We work with around 35 FinTech players across lending and payments. Our banking partnerships include small finance banks, Federal Bank, US Bank, and City Union Bank
Harsh Kadyan, Managing Director
India’s payment habits have changed quietly but completely. Cash still exists, yet most daily transactions now move through screens, QR codes, and APIs. Digital payments in India run into billions of transactions every month, largely powered by UPI and bank-led rails.
What often goes unseen is the infrastructure underneath. Compliance-heavy systems, verification layers, and collection mechanisms now decide how smoothly money flows. Demand for these systems is high, but capable providers remain few. That gap has shaped the current FinTech landscape.
It is within this environment that Rabi Pay enters the conversation. Positioned as an API-first infrastructure provider, the company operates in the background of payments, collections, onboarding, and verification.
Founded with a clear focus on solving operational friction rather than selling packaged software, it reflects a broader shift in Indian FinTech, from surface-level digitization to systems that actually work on the ground.
Harsh Kadyan, Managing Director at Rabi Pay says, “Our foundation rests on a simple observation: many financial institutions have adopted technology, but not progress. NBFCs and FinTech lenders were running on rigid systems that stored data but failed to improve outcomes. Collections were slow.
NPAs were rising. Costs kept climbing. What stood in the way was not always technology, but mindset. Convincing institutions that their existing systems were outdated became the first challenge.”
We work with around 35 FinTech players across lending and payments. Our banking partnerships include small finance banks, Federal Bank, US Bank, and City Union Bank
Rabi Pay chose to approach this problem differently. Instead of forcing clients into fixed LMS or LOS frameworks, it focused on flexibility. The team believed that each client operated under different pressures..
A one-size system only added to inefficiency. That thinking shaped how the company designed its offerings and how it worked with clients who were willing to rethink their processes.
Designing Infrastructure Around Real Economics
At the core of the company’s work lies payment and banking infrastructure that is meant to reduce real costs. Digital collections are a strong example. By onboarding clients directly with established payment entities such as Razorpay, NSDL Payments Bank, and Airtel Payments Bank, it helped institutions bring down collection expenses rather than adding new layers of fees.

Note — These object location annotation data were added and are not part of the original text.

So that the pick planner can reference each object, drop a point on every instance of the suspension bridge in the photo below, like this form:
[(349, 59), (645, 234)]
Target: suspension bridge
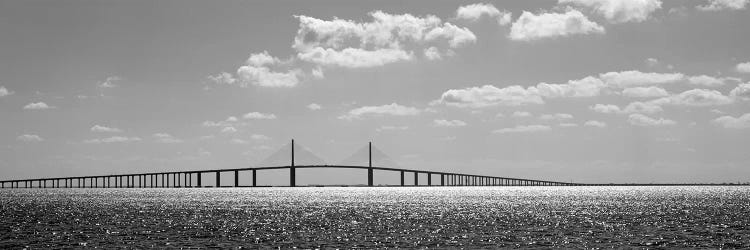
[(368, 158)]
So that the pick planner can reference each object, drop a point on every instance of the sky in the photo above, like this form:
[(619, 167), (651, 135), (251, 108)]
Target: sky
[(592, 91)]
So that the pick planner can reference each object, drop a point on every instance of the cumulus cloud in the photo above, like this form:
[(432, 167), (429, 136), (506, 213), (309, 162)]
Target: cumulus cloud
[(619, 11), (523, 129), (488, 95), (314, 106), (113, 139), (733, 122), (709, 81), (4, 91), (259, 116), (596, 124), (449, 123), (166, 138), (387, 39), (104, 129), (645, 121), (473, 12), (530, 27), (743, 67), (558, 116), (635, 78), (716, 5), (393, 109), (29, 138), (695, 98), (37, 106), (644, 92), (257, 72)]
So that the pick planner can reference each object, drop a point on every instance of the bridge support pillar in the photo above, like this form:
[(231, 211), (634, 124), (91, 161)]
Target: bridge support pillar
[(218, 179)]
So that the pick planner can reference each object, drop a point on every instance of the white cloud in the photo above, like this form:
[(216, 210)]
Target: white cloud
[(449, 123), (473, 12), (113, 139), (644, 92), (388, 109), (314, 106), (733, 122), (593, 123), (29, 138), (547, 25), (4, 91), (386, 39), (558, 116), (645, 121), (709, 81), (620, 11), (716, 5), (432, 53), (110, 82), (37, 106), (741, 92), (104, 129), (634, 78), (523, 129), (166, 138), (391, 128), (229, 130), (259, 116), (695, 98), (488, 95), (222, 78), (743, 67), (606, 108)]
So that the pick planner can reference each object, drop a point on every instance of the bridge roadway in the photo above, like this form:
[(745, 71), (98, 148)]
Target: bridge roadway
[(177, 179)]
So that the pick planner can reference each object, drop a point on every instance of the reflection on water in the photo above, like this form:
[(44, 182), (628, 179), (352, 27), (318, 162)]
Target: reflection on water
[(470, 217)]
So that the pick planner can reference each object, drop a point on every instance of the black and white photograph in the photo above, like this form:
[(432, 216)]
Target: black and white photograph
[(374, 124)]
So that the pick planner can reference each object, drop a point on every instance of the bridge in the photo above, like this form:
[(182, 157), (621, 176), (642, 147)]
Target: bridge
[(185, 179)]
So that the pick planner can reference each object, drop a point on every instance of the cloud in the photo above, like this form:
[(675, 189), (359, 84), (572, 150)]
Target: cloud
[(709, 81), (488, 95), (716, 5), (166, 138), (449, 123), (257, 72), (113, 139), (110, 82), (558, 116), (259, 116), (522, 129), (4, 91), (387, 39), (634, 78), (645, 121), (741, 92), (695, 98), (314, 106), (393, 109), (530, 27), (619, 11), (743, 67), (223, 78), (29, 138), (37, 106), (733, 122), (644, 92), (391, 128), (473, 12), (596, 124)]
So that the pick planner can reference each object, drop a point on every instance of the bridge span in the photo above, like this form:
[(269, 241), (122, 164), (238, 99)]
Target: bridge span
[(184, 179)]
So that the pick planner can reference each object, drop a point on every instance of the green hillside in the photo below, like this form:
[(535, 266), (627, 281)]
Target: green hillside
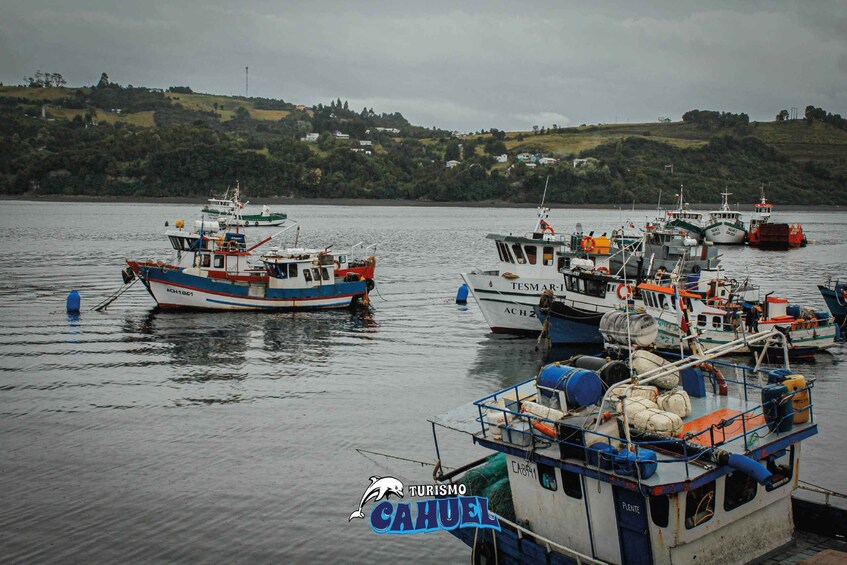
[(111, 140)]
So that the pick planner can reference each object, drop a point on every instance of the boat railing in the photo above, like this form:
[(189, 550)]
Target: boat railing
[(548, 544), (687, 448)]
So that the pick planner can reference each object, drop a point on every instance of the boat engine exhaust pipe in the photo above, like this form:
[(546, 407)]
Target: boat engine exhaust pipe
[(746, 465)]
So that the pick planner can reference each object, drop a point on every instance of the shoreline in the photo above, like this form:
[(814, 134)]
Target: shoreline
[(200, 201)]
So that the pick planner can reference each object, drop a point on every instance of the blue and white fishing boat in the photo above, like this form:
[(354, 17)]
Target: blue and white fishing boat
[(216, 271), (665, 466)]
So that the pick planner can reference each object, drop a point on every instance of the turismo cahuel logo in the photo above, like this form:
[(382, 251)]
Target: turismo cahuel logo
[(446, 508)]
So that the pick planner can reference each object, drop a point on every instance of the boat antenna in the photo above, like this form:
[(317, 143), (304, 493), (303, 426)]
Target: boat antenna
[(544, 196)]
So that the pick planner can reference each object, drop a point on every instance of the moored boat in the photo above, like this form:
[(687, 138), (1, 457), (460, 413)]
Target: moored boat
[(768, 235), (646, 472), (835, 295), (216, 271), (725, 226), (229, 211)]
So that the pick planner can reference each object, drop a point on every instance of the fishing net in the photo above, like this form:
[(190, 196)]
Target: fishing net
[(479, 480), (500, 499)]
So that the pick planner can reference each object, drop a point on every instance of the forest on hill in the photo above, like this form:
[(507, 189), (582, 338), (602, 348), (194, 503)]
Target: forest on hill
[(124, 141)]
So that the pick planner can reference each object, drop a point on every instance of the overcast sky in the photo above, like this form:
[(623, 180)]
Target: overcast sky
[(456, 65)]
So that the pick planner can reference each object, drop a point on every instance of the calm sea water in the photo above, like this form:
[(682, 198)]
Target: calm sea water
[(138, 435)]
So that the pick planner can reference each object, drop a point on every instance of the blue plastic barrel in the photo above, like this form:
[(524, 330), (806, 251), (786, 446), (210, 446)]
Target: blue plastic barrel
[(72, 304), (462, 294), (777, 407), (581, 386)]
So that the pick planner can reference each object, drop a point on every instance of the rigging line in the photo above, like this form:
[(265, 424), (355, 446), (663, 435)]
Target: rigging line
[(389, 456)]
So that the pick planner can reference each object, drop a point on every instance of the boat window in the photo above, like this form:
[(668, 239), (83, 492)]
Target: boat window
[(500, 252), (548, 255), (660, 509), (547, 476), (700, 505), (595, 288), (740, 489), (781, 465), (518, 253), (572, 484)]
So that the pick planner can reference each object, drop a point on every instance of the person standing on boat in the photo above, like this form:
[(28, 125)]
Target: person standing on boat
[(753, 319)]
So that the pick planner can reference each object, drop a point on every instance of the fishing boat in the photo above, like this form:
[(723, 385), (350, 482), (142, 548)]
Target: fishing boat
[(725, 226), (716, 320), (218, 271), (229, 210), (768, 235), (664, 465), (684, 218), (529, 264), (835, 295)]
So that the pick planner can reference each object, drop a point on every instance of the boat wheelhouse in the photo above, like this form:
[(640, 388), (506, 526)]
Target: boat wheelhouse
[(725, 226), (229, 211), (583, 476), (216, 271)]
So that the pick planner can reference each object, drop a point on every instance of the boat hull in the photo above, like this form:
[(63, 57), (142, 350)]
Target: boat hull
[(570, 326), (835, 301), (508, 305), (174, 288), (723, 233)]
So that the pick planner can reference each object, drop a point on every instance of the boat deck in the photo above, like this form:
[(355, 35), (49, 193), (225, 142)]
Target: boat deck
[(728, 422)]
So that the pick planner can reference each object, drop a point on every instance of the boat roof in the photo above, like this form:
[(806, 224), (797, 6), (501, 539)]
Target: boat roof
[(666, 290)]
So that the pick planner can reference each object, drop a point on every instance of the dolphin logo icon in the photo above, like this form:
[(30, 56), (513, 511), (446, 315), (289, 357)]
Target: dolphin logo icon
[(379, 488)]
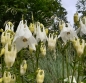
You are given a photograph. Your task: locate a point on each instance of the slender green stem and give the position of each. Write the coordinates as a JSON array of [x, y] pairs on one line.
[[67, 65], [63, 69], [79, 64]]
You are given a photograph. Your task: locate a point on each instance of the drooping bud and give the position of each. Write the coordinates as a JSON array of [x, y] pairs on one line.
[[7, 77]]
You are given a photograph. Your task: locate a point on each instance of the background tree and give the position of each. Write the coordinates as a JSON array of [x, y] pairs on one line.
[[81, 6], [42, 10]]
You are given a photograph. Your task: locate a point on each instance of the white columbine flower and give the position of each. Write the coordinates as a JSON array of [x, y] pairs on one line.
[[52, 41], [10, 56], [41, 34], [23, 37], [9, 26], [82, 28], [67, 33]]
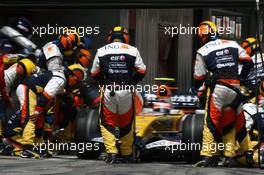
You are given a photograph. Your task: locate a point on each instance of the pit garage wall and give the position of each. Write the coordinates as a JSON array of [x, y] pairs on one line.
[[147, 24]]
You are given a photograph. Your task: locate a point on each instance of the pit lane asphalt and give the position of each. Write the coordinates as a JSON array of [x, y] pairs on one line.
[[73, 165]]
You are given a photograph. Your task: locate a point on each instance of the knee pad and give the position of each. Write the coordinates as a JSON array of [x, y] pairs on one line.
[[13, 125]]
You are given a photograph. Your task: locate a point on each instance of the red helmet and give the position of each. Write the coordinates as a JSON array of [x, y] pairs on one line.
[[69, 39], [118, 32]]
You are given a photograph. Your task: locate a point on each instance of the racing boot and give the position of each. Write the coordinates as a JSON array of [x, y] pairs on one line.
[[112, 159], [17, 151], [261, 154], [208, 162], [30, 152], [127, 159], [249, 159]]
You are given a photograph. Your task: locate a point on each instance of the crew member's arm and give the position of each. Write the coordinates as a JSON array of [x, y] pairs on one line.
[[96, 70], [3, 89], [200, 71], [246, 61], [140, 69], [54, 87]]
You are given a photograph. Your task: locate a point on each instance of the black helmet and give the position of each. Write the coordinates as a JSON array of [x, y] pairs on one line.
[[23, 26]]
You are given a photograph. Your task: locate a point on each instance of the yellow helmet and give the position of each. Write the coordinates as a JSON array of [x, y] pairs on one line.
[[69, 39], [250, 45], [207, 31], [77, 74], [25, 68]]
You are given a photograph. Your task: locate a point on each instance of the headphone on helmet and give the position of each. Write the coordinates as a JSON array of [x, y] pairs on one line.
[[250, 45], [25, 68], [69, 39], [76, 74], [207, 31], [118, 32]]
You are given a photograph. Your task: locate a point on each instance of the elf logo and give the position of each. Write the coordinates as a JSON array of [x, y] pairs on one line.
[[118, 58]]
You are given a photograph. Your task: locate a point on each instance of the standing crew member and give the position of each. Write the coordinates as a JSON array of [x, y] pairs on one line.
[[120, 64], [219, 59]]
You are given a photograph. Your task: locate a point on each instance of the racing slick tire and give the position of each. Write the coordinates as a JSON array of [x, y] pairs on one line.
[[87, 127], [192, 136]]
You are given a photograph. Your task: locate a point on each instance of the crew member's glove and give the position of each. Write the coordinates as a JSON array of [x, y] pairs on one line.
[[202, 95]]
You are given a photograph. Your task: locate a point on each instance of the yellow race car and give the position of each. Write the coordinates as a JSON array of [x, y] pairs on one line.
[[170, 127]]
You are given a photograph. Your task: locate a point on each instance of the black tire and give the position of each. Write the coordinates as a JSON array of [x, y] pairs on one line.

To add further, verification and onboarding form another critical area. Aadhaar and PAN checks, facial recognition, and video verification were integrated to allow clients to scale without expanding operational teams.
These tools were not positioned as features, but as necessities in a market where speed and compliance move together. “Over time, this approach helped clients digitize end-to-end processes instead of running hybrid systems that slowed decision making," Harsh notes.
The company also adopted a usage-based pricing model. Instead of charging heavy setup fees or fixed subscriptions, it billed clients only for what they used. In a price-sensitive market, this structure aligned growth on both sides. As a client scaled, usage increased. When usage dropped, costs did too.
A notable part of the company’s approach has been its selectiveness. Rather than serving a large client base, it chose to work with a limited number of institutions where trust and alignment existed. This allowed deeper involvement and stronger support.
Support itself was kept deliberately flexible. Clients could reach the team through WhatsApp, email, or direct calls. Logging systems within platforms allowed constant monitoring, reducing dependency on reactive support. This hands-on style became part of the firm’s credibility, reinforced by long-term clients who stayed despite operational challenges that are common in FinTech deployments.
A Steady Growth Curve
Today, Rabi Pay works with around 35 FinTech players across lending and payments. Its banking partnerships include small finance banks, Federal Bank, US Bank, and City Union Bank.
The product portfolio has expanded to include bank-led collections, remittances, personal loan APIs, courier integrations, and bill payment services, including credit card dues.
Growth, however, has not been framed in terms of scale alone. The organization has repeatedly emphasized sustainability over speed. Its leadership has been clear about not chasing labels or valuations. The stated ambition is to build a long-lasting business that creates value for clients and itself.
Thinking Beyond FinTech
Looking ahead, Rabi Pay sees its future extending beyond traditional financial services. Plans include entering the energy sector, pursuing an NBFC license, and exploring work in environmental sustainability.
Alongside this expansion sits a strong focus on cyber security. As threats grow more complex, the company has continued to invest in research around secure infrastructure, treating security as a core function rather than an add-on.
In an ecosystem crowded with tools that promise efficiency, Rabi Pay has quietly built its relevance by focusing on what institutions actually struggle with. Its story reflects a larger truth about India’s digital finance journey.
“Progress is not driven by noise or scale alone. It is built, piece by piece, by systems that understand how money really moves,” concludes Harsh.